15/01/2023
Selima Hill, Portrait de mon amant en animal étrange
Portrait de mon amant en animal étrange
Ne me demandez pas pourquoi
mais je me suis bientôt mise à nourrir l’animal,
de chenilles, de crottes en chocolat, de baies sucrées —
ou autre, tant que c’était petit.
Sa bouche était aussi petite et serrée qu’une alliance.
Les nuits de clair de lune il aimait regarder les étoiles
et se blottir contre moi comme un flan géant.

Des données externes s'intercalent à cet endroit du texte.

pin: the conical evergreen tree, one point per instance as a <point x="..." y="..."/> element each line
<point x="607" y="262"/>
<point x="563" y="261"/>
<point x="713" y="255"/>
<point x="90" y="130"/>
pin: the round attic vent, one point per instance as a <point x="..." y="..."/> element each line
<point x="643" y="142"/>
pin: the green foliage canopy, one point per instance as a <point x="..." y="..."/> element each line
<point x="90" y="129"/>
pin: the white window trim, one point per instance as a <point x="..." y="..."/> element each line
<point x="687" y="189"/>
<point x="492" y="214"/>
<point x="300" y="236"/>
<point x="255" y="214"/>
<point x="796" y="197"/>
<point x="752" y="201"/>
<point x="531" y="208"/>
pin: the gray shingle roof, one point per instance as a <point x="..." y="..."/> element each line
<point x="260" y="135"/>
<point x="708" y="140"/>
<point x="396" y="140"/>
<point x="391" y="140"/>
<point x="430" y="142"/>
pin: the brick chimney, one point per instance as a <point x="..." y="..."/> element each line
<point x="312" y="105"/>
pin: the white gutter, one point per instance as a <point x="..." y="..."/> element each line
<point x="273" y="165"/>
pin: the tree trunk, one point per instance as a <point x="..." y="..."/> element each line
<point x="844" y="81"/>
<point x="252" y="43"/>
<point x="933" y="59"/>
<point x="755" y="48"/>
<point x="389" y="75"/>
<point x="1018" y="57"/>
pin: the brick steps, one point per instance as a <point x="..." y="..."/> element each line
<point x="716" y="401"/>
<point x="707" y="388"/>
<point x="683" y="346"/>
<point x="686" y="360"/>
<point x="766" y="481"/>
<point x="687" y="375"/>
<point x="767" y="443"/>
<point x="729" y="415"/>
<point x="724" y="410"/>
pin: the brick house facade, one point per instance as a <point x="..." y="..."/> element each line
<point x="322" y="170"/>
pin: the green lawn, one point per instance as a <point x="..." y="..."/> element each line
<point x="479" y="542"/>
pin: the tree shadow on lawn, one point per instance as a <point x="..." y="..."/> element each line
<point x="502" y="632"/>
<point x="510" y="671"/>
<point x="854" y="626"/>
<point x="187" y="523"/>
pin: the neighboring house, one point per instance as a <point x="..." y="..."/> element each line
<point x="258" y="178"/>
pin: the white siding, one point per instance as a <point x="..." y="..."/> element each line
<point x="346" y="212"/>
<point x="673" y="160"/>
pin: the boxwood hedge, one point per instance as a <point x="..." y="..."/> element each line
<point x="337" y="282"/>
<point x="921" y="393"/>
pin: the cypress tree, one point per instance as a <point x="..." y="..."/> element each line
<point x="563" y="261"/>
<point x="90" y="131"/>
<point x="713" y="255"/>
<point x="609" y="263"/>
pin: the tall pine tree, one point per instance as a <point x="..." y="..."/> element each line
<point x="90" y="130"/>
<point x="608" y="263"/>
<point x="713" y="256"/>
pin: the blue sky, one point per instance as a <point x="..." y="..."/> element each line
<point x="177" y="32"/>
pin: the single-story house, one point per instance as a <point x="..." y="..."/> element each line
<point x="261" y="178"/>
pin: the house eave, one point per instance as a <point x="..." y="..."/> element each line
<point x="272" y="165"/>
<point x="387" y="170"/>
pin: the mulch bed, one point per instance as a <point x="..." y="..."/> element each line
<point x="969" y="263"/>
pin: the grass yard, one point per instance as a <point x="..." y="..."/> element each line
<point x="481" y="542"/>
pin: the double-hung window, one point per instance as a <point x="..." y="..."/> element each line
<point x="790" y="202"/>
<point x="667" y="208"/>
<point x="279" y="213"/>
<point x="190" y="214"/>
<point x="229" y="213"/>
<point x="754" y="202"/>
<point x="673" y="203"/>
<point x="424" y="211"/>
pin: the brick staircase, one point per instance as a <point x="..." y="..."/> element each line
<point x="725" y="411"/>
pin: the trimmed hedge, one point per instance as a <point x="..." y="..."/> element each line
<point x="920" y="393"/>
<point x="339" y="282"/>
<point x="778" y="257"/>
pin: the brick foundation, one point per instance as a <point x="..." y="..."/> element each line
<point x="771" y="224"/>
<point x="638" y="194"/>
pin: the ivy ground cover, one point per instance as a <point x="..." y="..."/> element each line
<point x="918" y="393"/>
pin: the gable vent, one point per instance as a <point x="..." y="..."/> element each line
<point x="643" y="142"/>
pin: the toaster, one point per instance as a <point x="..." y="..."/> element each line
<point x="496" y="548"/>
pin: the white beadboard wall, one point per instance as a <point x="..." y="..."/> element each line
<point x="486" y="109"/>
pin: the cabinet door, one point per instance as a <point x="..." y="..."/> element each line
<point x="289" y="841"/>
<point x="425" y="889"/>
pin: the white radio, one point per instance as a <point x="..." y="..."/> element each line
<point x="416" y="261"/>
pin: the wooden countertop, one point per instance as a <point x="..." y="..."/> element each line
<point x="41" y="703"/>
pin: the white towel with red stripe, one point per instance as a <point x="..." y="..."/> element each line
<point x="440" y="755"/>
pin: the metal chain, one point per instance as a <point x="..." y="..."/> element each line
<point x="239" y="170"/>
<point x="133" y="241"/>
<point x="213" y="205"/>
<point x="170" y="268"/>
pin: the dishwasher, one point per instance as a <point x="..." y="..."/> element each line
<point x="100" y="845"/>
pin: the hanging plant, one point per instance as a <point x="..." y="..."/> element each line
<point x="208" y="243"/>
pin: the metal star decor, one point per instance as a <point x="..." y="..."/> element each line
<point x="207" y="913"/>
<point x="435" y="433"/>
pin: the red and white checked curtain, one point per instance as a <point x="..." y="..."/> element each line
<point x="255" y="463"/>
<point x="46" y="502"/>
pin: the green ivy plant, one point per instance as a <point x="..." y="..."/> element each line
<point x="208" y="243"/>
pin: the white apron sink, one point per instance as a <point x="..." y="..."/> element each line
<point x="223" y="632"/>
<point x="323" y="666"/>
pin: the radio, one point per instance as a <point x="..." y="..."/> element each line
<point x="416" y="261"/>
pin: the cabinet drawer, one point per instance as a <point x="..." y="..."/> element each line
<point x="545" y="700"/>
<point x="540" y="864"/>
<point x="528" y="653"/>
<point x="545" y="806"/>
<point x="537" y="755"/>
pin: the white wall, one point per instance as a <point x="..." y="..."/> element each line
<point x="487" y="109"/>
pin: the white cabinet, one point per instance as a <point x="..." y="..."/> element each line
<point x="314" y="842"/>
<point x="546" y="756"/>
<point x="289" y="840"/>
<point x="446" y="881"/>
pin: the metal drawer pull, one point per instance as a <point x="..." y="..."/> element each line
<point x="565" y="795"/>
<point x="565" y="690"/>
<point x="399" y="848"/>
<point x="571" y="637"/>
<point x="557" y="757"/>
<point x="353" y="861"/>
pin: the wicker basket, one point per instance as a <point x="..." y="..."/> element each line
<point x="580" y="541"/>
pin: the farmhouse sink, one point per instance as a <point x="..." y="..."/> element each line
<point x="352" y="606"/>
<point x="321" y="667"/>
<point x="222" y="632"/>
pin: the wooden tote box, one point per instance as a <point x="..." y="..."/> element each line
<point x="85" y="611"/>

Puis vint la nuit où il m’a semblé l’entendre parler.
Il prononçait mon nom !
Mon Dieu, comme c’était beau !
Mais il est vrai qu’alors l’épuisement m’avait fait perdre la tête.
Je m’étais laissée tomber à genoux sur le sable tant j’étais épuisée.
Et les sacs que j’avais portés ne contenaient sue des racines.
Quant à mon nom —
ce n’était que le bruit de ses mâchoires
broyant le corps
de son dernier roitelet.
Selima Hill, dans L’Île rebelle, Anthologie de poésie britannique au tournant du XXIe siècle,
Édition bilingue, choix de Martine De Clerq, Préface de Jacques Darras,
tous deux traducteurs, Poésie/Gallimard, 2022, p. 237.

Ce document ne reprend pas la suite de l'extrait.